IMPORTANTE: algumas decais tendem a ressecar durante o armazenamento, tornando-se quebradiças e se esfarelando quando molhadas, inutilizando às vezes toda a folha. Assim, sempre é conveniente testar o comportamento da decal com um exemplar que não será usado no modelo. Se ela se desfizer ou quebrar, aplique uma camada fina de verniz brilhante sobre toda a folha de decais e, após a completa secagem, recorte cada decal rente às bordas e proceda como com os decais normais.

   

 

 

 

 

 

 

 

 

 

 

 

 

 

Finalização do modelo

Para completar o modelo, ainda é necessário colar as peças mais frágeis que foram deixadas à parte nas etapas anteriores, tais como antenas, espelhos, armamentos, estaiamento etc.

Além disso, é importante lembrar que a maior parte dos modelos que são montados tenta representar uma situação de utilização real ou a reprodução de uma cena histórica, o que normalmente se traduz na necessidade de aplicar ao modelo marcas de desgastes decorrentes de sua utilização, sejam de origem pelas condições climáticas (mudanças de tons na pintura, pontos de ferrugem etc.), sejam pela deterioração do próprio uso (descascamento da pinturas, manchas de óleo ou de gases de exaustão do motor).

A sequência das fases de aplicação dos desgastes e colagem das peças mais delicadas dependem de cada modelo específico e da opção de cada modelista.

Antes da aplicação dos efeitos de desgaste, é necessário aplicar uma camada de verniz com a textura que se deseja para o modelo acabado, destinada a proteger a pintura e as decais dos efeitos dos solventes e das tintas que serão aplicados a seguir.

A aplicação dos desgastes deve ser feita com cuidado para não “emporcalhar” o modelo e deve ser baseada em material de pesquisa em literatura ou internet. As tintas que podem produzir bons resultados estão descritas em “Tipos de tintas mais usuais” e sua aplicação pode ser feita de diversas formas, dependendo da finalidade desejada, das quais são destacadas três:

Pincel seco (dry brush): técnica em que uma pequena quantidade de tinta sem diluição, de uma tonalidade mais clara que a da superfície a trabalhar, é colocada na ponta de um pincel chato de dimensão adequada ao modelo e removida com papel absorvente ou pano macio até que reste apenas um pouco de tinta no pincel, o qual é passado delicadamente sobre a área a clarear, deixando um efeito suave de transição de cor entre as áreas tratadas e não tratadas.

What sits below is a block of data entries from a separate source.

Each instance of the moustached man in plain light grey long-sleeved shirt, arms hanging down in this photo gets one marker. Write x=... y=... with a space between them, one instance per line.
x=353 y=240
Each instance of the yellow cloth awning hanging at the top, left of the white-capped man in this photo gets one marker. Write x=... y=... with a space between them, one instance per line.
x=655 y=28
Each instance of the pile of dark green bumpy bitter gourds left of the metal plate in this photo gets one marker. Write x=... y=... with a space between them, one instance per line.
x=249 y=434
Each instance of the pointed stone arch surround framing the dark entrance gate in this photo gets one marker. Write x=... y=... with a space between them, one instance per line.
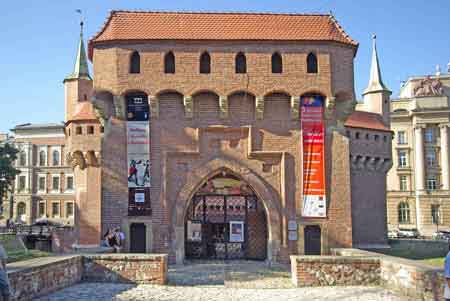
x=197 y=177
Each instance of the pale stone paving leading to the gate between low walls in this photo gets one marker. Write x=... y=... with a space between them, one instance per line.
x=220 y=281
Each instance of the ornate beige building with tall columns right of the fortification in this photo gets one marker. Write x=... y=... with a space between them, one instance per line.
x=419 y=183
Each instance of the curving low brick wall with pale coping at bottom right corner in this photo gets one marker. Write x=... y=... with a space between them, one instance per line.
x=408 y=277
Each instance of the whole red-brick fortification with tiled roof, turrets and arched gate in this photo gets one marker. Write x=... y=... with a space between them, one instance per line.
x=204 y=117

Aguadas (wash): técnica em que uma pequena quantidade de tinta, em tonalidade mais escura que a da área a ser tratada, é diluída em grande quantidade de solvente (que não dissolva as camadas anteriores da pintura) e aplicada com pincel redondo e de ponta fina nas áreas e linhas de painéis que se deseja realçar.

Aplicação direta de lápis coloridos, aquareláveis, metalizados, giz pastel etc., seguida pela distribuição ou remoção do excesso com cotonetes ou papel absorvente, secos ou umedecidos com solventes adequados.

No final, pode ser interessante aplicar mais uma camada de verniz sobre as superfícies tratadas para proteger o modelo em seu futuro manuseio. As máscaras ainda restantes de proteção para a pintura devem ser retiradas e os resíduos dos adesivos devem ser cuidadosamente removidos. Se as peças delicadas ainda não foram coladas, sua fixação deve ser feita com a menor quantidade possível de cola para evitar qualquer dano ao modelo.